The U.S. Supreme Court will finally take up the legality of gene patents Monday morning, when it hears oral arguments in the four-year-old legal wrangle over the patenting of breast cancer susceptibility genes BRCA 1 and 2.
At issue is the validity of the seven patents issued to Myriad Genetics for BRCA 1 and 2 by the U.S. Patent and Trademark Office (USPTO). In 2009, 20 medical associations and individual doctors led by the Association for Molecular Pathology (AMP) and assisted by the American Civil Liberties Union (ACLU) and Public Patent Foundation (PUBPAT) sued Myriad and USPTO over the patents, as well as Myriad’s method for analyzing sequences of those genes for mutations associated with breast cancer.
AMP and co-plaintiffs argue that the patents on BRCA 1 and 2 are unconstitutional and invalid, contending that human genes are unpatentable under Section 101 of Title 35 of the U.S. Code because they are “products of nature, laws of nature and/or natural phenomena, and abstract ideas or basic human knowledge or thought.”
Myriad counters that patent protection is needed for companies to justify the millions of dollars spent creating diagnostics like its BRACAnalysis® test, which took more than 17 years and $500 million to develop. Myriad also says a Supreme Court decision against the company would discourage large-scale biotech innovation, and that the issue should be decided by Congress rather than the courts.
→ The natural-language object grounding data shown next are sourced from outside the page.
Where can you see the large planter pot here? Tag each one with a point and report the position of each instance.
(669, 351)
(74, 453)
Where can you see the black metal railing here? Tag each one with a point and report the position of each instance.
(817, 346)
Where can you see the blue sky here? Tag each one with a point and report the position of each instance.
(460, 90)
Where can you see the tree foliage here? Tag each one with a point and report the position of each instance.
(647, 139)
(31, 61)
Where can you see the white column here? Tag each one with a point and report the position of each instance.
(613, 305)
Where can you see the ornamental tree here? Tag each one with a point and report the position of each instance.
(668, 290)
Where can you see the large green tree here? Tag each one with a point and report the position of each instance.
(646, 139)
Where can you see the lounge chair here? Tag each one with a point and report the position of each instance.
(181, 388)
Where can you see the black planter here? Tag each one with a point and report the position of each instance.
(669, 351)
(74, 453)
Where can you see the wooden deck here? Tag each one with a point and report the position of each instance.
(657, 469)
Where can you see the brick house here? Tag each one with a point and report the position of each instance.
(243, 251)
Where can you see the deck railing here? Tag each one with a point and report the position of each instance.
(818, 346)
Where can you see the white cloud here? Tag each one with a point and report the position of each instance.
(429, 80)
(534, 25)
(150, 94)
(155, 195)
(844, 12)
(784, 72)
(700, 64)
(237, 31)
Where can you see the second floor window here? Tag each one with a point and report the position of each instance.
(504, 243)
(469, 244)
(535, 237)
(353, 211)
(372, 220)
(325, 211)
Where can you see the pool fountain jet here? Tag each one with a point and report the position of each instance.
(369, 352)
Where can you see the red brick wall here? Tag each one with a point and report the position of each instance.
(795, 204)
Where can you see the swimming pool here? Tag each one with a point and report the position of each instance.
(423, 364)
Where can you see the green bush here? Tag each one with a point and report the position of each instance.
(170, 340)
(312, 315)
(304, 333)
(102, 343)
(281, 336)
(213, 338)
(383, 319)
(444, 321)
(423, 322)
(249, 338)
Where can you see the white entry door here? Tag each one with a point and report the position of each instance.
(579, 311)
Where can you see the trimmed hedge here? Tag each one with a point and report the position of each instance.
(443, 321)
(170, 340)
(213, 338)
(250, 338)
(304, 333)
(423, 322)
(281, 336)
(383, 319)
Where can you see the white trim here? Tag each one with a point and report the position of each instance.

In 2010, the U.S. District Court for the Southern District of New York sided with AMP, ACLU and PUBPAT in denying patent eligibility for Myriad’s method claims directed to comparing or analyzing DNA sequences using the genes. While that part of the decision was upheld by a divided U.S. Court of Appeals for the Federal Circuit (CAFC), a 2-1 majority sided with Myriad in overturning two other parts of the district court decision.
CAFC found the BRCA 1 and 2 genes represented “a non-naturally occurring composition of matter,” and thus were patentable under Section 101. The appellate majority also upheld Myriad’s method claim to screening potential cancer therapeutics via changes in cell growth rates of transformed cells.
Today, the Supreme Court is only taking up the first of three questions it asked both sides in the case to answer in written briefs: Whether CAFC applied court precedents correctly in 2011 and last August when it concluded the BRCA gene patents were defined and isolated by human inventors, and thus were “product[s] of human ingenuity ‘having a distinctive name, character [and] use.’”
“If the Supreme Court revisits section 101 and patentability, it may go further than gene patents, since the court’s decision could affect anything that could be isolated from the body and then be used in a particular way,” Lisa A. Haile J.D., Ph.D., a partner with DLA Piper U.S. and co-chair of its global life sciences practice, told GEN. “Potentially, any sort of what would have been a naturally occurring product is going to be affected.
The obvious examples of such naturally occurring products, Dr. Haile said, would be genes and proteins. But proteins also include antibodies, which are still natural occurring whether they are made recombinantly or isolated from the body. Also vulnerable, she added, are patents for chimeric antibodies and humanized antibodies, which are still basically identical to what is in the body whether they are either isolated from the body, or made in the lab.
If there’s any comfort to biopharma companies under that scenario, Dr. Haile added, it is that many gene patents are either already expired or close to expiring.
“An adverse decision on the patentability of genes may not have the impact on the industry that some have predicted,” she said.